Business investment is expected to be more resilient, boosted by tailwinds like data centre investment and renewable energy projects. Even so, higher costs and softer demand are likely to weigh on profitability in some sectors, CBA’s economists say.

Unemployment to rise modestly

As growth slows, the unemployment rate is also expected to drift higher, reaching around 4.6 per cent by early 2027, compared to a seasonally adjusted rate of 4.3 per cent recorded in February. While this represents an increase in the jobless rate, unemployment would still be considered low by historical standards.

CBA economists expect the rise in unemployment will help ease domestic inflation pressures over time, supporting a gradual return towards the Reserve Bank’s target band of between 2 and 3 per cent.

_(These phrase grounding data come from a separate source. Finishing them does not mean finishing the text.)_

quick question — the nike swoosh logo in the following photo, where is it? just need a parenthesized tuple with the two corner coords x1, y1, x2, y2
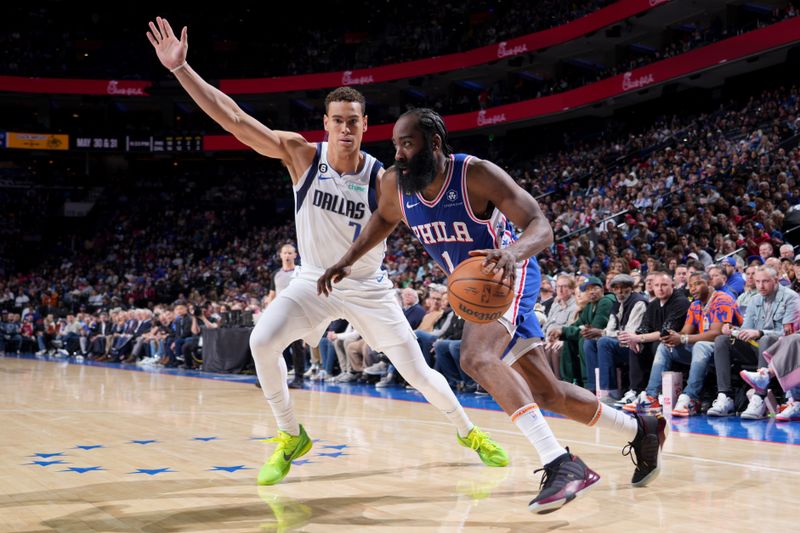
(406, 201, 420, 208)
(283, 451, 293, 462)
(319, 176, 333, 180)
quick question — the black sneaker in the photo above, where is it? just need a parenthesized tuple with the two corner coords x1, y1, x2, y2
(623, 413, 669, 487)
(528, 448, 601, 514)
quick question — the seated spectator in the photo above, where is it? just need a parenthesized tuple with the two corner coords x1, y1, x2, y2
(312, 319, 348, 382)
(721, 257, 745, 297)
(737, 265, 759, 315)
(617, 272, 691, 410)
(542, 274, 577, 380)
(635, 271, 742, 416)
(433, 314, 469, 391)
(710, 266, 798, 417)
(586, 273, 648, 400)
(415, 296, 454, 368)
(547, 276, 614, 386)
(708, 265, 735, 299)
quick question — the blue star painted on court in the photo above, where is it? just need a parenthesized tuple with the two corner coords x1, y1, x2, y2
(209, 465, 253, 473)
(28, 460, 68, 467)
(317, 451, 348, 458)
(74, 445, 104, 451)
(250, 436, 272, 440)
(129, 440, 158, 445)
(291, 459, 314, 466)
(320, 444, 349, 450)
(192, 436, 219, 442)
(62, 466, 104, 474)
(32, 452, 65, 458)
(128, 468, 174, 476)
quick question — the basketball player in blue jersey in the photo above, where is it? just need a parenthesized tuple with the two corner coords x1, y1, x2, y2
(147, 17, 508, 487)
(319, 108, 669, 513)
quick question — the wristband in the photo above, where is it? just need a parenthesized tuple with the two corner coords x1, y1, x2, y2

What this means for interest rates

Commonwealth Bank economists say the Reserve Bank is expected to remain focused on containing inflation in the near term and the bank expects the cash rate to be increased again in May, with the decision finely balanced between upside inflation risks and downside risks to growth and employment.

“The RBA is likely to prioritise inflation control in the near term, particularly given the risk that higher energy prices feed into inflation expectations,” Allen said.

Inflation is also on the radar of the OECD, which warned that while higher interest rates can weigh on growth, failing to contain inflation risks prolonging cost‑of‑living pressures. It said while central banks face a difficult balance, allowing inflation expectations to drift higher would ultimately be more damaging for households and the economy.

Looking further ahead, CBA economists said they expected interest rates to be cut in 2027 as inflation moderates and economic conditions soften.

Uncertainty remains high

The outlook remains highly uncertain and will depend heavily on how the conflict evolves and how long energy prices remain high, CBA economists say. In addition to the central scenario of Brent oil hitting $US120 a barrel and staying there till end of June before returning to $US80, they have also considered alternative scenarios, including one where oil prices rise significantly further and another where prices fall back more quickly.

The OECD, meanwhile, cautioned governments against on broad cost‑of‑living support measures in response to energy shocks, warning that untargeted help for consumers could add further to inflation pressures. Instead, it said, any support should be tightly targeted and temporary, to avoid adding to demand at a time when inflation is already high.